Complacency is our enemy
There is no doubt the ETF wave of popularity is creating a self-perpetuating dangerous and ‘unknown’ quantity with repercussions yet to be fully understood or played out. In my blog over recent months I refer to the many issues surrounding this ETF phenomenon taking hold of investors.
‘Passive investing is in danger of devouring capitalism’ – Paul Singer, Elliot Management.
‘ETF’s turn market into the ultimate Ponzi scheme’ – Alan Kohler
Two powerful statements from knowledgeable men that strike at the core of our stock market and its reason for being. Paul Singer added ‘what may have been a clever idea in its infancy has grown into a blob which is destructive to the growth creating prospects of free market capitalism.’
And again from Alan Kohler, ‘When the history of the next market collapse is rritten ETF’s are likely to figure prominently.’
Then from Howard Marks co-founder of Oaktree Capital ‘When management of assets is on autopilot, as it is with ETF’s, then investment trends can go to great excess’ He cautioned that ETF’s promise of liquidity has yet to be tested in a major bear market. “It is not clear where ETF’s and index mutual funds will find buyers for their holdings if they have to sell in a crunch.
The unknown quantity of ETF’s allows regulators to disown responsibility for what inevitably will happen when the potentially disastrous domino effect drags down many good stock prices just as now it pulls up many average stocks to well above their justified value. As we roll on without questioning this ETF issue we move ever closer to a 2007 disaster where regulators then failed to understand the CDO craze. When a financial product causes stocks to be priced on money flows (in and out of an index ETF product) rather than on specfic stock’s fundamental valuations then there will be trouble on the horizon and even of more concern is Paul Singer’s statement above. Passive investing threatens the efficent functioning of the market and may lead to more distrust of an essential capital raising vehicle which is for what the stock market was originally created.
There seems to be a very dangerous market complacency developing. Here are some figures for you which have been supercharged by manipulation, through interest rate and quantative easing, of asset prices by governments worldwide. The ETF market has exploded in size with more than $4tn in assets under management and $3tn in the US alone. The growth of quantitative and passive strategies now account for some 60% of US equity asset management up from 30% a decade ago according to ETFGI a London based consultancy.

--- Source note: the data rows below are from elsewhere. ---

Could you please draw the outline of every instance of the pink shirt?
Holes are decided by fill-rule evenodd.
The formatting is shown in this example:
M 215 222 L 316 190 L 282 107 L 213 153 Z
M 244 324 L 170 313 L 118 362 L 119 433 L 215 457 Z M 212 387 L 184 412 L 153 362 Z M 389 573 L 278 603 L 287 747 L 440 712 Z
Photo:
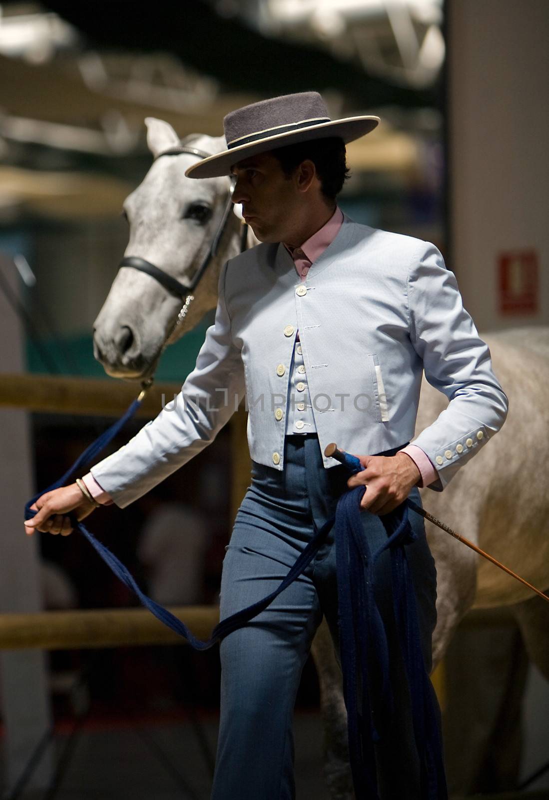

But let’s not ignore the opinions of the providers. Martin Small head of US IShares said “suggestions that ETF’s are driving up the stock market or hindering efficient price discovery is fundamentally wrong and not supported by the data. ETF’s were having a profoundly positive impact, helping many more retail investors gain access to robust low-cost investment portfolio’s”. And that is of course true but whether that proves to be a good thing or not will be truly tested in the next market correction.
There is an amazing complacency in the EFT market that everything will be all right. This is the dangerous comfort investors favour until things go wrong which as history tells they inevitably will when a bubble such as the ETF one explodes. It is too big to ignore as the figures above suggest. Also characterising this danger is the proliferation of new products such as the inverse VIX. This is now the 34th most traded ETF and eclipses volumes in stocks such as Chevron and Pfizer. Shouldn’t this ring warning bells?
Complacency is also showing up in the heavy skew towards the FAANG stocks as they pile higher and higher, stretching valuations without generating profits or returns to investors apart from this never ending growth spiral. This is something we know can’t continue and no its not “different this time”. This is not dissimilar to the race for market share that bred the Internet bust. We can also point to the charts of the Dow Jones, the S&P 500 and the NASDAQ. I have never seen anything like it. The straight line appreciation confirms a sustained money flow ‘effect’ rather than the natural ebb and flows of changing stock market valuations driven by the natural discourse of ideas and opinions.
The Stockradar approach is to deal with any market situation as it arises by being alert and vigilant and always understanding where and when you need to protect a position.